Posted by the Editorial Board
When prospective students tour the college for the first time, a walk through the Murray Aikins Dining Hall can be a jaw-dropping experience. Visually, the building makes an immediate impression - how many other colleges feature a dining hall on every student and faculty ID card? Once inside, the walk from station-to-station features more shouts of "But wait, there's more," than a Ron Popeil infomercial. The array of options available can be staggering, and the range of cuisines and dietary accommodations consistently impress.
Those students who decide to attend Skidmore will become intimately familiar with all of those options, as first year students are required to purchase an unlimited meal plan. With only a microwave available for food preparation in most residence halls, first year students will inevitably eat nearly all of their meals in the Dining Hall.
For first year students, that arrangement is ideal. The Dining Hall is an inherently social experience, and for first year students, particularly during the fall semester, being brought together at meal time is valuable. Likewise, while some students may come to school equipped to fend for themselves, gastronomically, not all are prepared to do so. Requiring all first years to purchase an unlimited meal plan may trend toward excessive hand-holding, but it also ensures that no one starves while learning the ins-and-outs of college.
The level of hand holding, however, diminishes in sophomore year. There is no explicit "sophomore year experience," and as the spring deadline to declare a major approaches, sophomores rapidly disperse along their own unique routes through college. For the vast majority of sophomores, however, dining remains restricted. All students living in residence halls, regardless of class year, are obliged to purchase an unlimited meal plan. Without more kitchen amenities in dorms, most students are admittedly unlikely to stray far from the Dining Hall, but it is not unprecedented, and the lack of choice is frustratingly restrictive.

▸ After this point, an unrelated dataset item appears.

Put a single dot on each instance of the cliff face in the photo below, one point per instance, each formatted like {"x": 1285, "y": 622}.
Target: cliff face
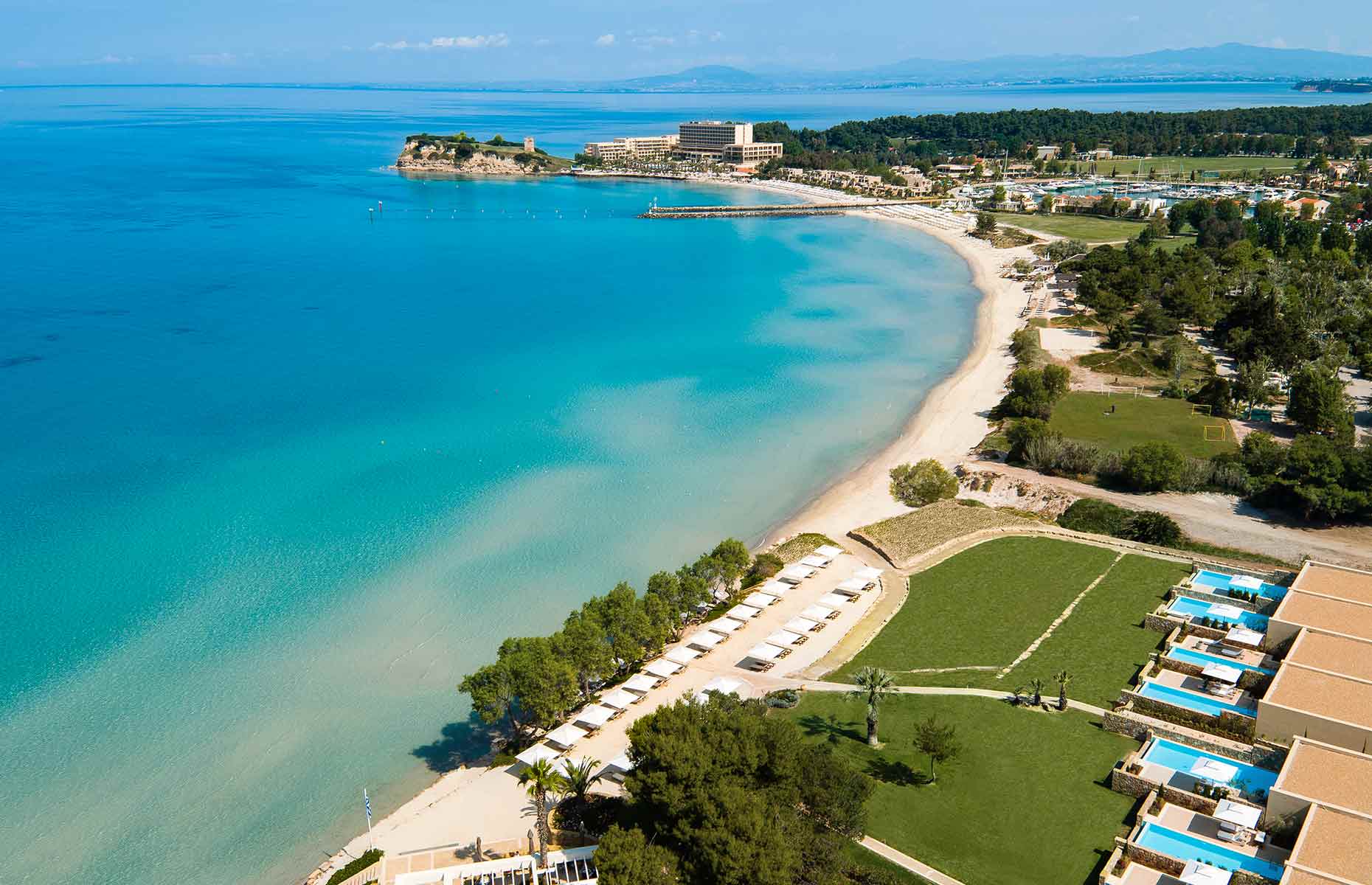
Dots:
{"x": 471, "y": 159}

The college's stated goal is for the majority of students to live on campus, and rules prohibit rising-sophomores from drawing for off-campus housing, so simple math dictates that nearly all sophomores will live in residence halls. As a result, nearly all sophomores are obliged to purchase meal plans, regardless of personal dietary preference. Dining Services does a commendable job catering to students' needs, however, no system is perfect, and some students may find themselves more comfortable choosing other options. After a year spent living in Saratoga Springs, it is safe to assume that students are acquainted with the multitude of dining options available downtown, or may have friends with open kitchens in Scribner or Northwoods Village. Requiring sophomores to purchase an unlimited meal plan adds a significant cost to tuition and prohibits students from exercising other options.

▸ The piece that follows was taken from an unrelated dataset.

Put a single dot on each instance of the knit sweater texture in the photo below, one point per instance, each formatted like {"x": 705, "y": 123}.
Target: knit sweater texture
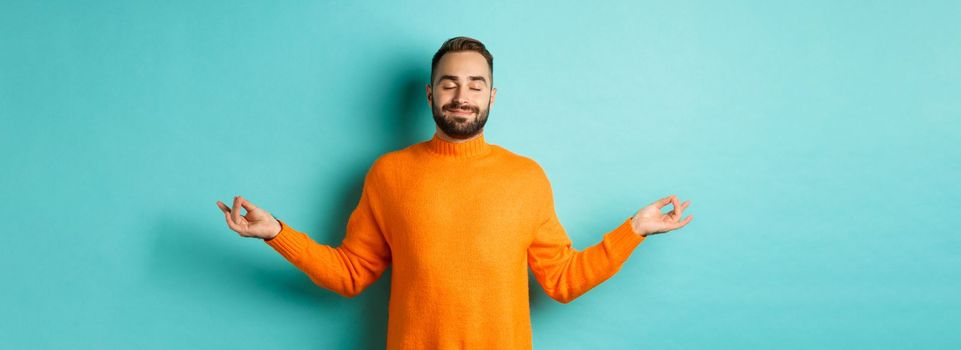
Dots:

It seems unlikely that allowing sophomores dining flexibility would put a dent in Dining Services operational budget; most dorm residents will still likely choose a meal plan, if only because it is convenient and readily available. The few who feel the need to pursue other options, however, ought to have the right to so. It is a simple matter, but one that speaks volumes about expectations of personal responsibility. As students we are expected to fend for ourselves in a strenuous academic environment; surely we can handle the choice of where to eat.